On the other hand, suppose we used the |
logical operator instead. The |
operator will evaluate whether “review rating is great than 9.0” is TRUE, or “release country is Canada” is TRUE. If either of these statements are TRUE or both of these are TRUE, then the data is displayed. If both of these are false, then they are filtered out.
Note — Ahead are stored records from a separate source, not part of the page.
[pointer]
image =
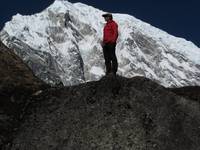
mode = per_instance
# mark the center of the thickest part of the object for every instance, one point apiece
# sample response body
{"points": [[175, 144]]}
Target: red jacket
{"points": [[110, 32]]}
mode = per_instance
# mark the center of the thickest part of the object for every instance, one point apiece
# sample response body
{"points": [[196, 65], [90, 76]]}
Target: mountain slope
{"points": [[17, 83], [113, 113], [62, 44]]}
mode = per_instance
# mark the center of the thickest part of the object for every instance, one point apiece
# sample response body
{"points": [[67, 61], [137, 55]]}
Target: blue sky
{"points": [[178, 17]]}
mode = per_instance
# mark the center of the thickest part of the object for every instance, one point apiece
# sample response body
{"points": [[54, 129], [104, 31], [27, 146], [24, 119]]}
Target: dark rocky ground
{"points": [[114, 113], [17, 83]]}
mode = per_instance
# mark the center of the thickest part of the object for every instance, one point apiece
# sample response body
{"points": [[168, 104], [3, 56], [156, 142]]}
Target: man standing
{"points": [[110, 35]]}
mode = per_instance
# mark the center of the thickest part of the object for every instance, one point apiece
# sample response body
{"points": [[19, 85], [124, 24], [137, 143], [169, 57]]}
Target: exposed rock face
{"points": [[17, 83], [62, 44], [113, 113]]}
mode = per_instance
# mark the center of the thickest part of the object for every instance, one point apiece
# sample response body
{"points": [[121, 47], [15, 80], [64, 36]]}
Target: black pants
{"points": [[110, 58]]}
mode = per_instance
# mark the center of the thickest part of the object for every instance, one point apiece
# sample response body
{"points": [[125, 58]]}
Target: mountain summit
{"points": [[111, 114], [62, 44]]}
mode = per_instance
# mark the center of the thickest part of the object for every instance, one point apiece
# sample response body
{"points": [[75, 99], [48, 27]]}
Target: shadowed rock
{"points": [[111, 114], [17, 83]]}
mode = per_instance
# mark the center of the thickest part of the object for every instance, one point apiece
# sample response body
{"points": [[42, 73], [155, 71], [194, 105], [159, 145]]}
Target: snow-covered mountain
{"points": [[62, 44]]}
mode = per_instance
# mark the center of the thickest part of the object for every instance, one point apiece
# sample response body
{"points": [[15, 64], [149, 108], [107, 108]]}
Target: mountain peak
{"points": [[63, 42]]}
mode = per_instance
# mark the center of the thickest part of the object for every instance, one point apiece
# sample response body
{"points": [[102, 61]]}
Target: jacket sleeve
{"points": [[115, 32]]}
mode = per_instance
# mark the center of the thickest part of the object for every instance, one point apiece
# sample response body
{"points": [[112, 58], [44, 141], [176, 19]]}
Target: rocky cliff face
{"points": [[17, 83], [113, 113], [62, 44]]}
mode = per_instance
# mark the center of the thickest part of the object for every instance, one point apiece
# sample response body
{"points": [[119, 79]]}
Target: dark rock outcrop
{"points": [[111, 114], [17, 83], [190, 92], [114, 113]]}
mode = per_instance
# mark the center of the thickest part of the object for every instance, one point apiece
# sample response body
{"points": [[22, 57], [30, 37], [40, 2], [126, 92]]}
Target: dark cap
{"points": [[107, 15]]}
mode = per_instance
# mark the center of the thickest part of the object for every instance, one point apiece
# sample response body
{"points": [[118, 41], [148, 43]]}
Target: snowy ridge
{"points": [[62, 43]]}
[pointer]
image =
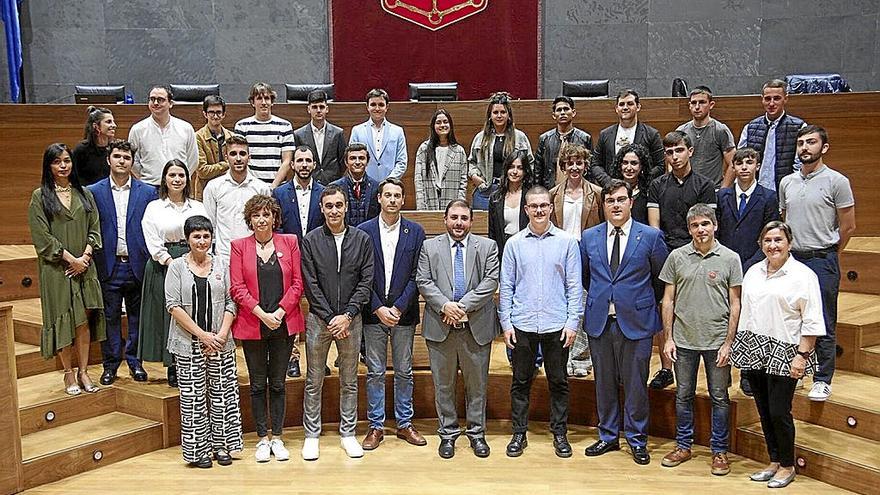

Observe:
%>%
horror_movies filter(review_rating >= 9.0 | release_country == "Canada") %>%
count(review_rating, release_country, sort = T)
## # A tibble: 52 × 3
## review_rating release_country n
## <dbl> <chr> <int>
## 1 NA Canada 7
## 2 9 USA 5
## 3 4.4 Canada 4
## 4 4.5 Canada 4
## 5 2.4 Canada 3
## 6 3.3 Canada 3
## 7 4.9 Canada 3
## 8 9.1 USA 3
## 9 3.4 Canada 2
## 10 4 Canada 2
## # ℹ 42 more rows
Notice that we we have review ratings that are less than 9.0, and also countries that are not Canada. This is because only one of our statements need to be TRUE (although, as stated, both can be TRUE as well).
6.6 Selected Solutions
(Exercise 1.2.1) The most common review rating is NA if we take into consideration missing values, and 4.7 if we do not take missing values into consideration.
(Exercise 1.5.1) Of the movies that were released in USA or had a rating of “NOT RATED” the highest review rating was a 9.8 by the movie Bonehill Road (2017).
(Exercise 1.5.2) Of the movies that were released in USA or Japan, there were 67 movies that were rated “PG-13”.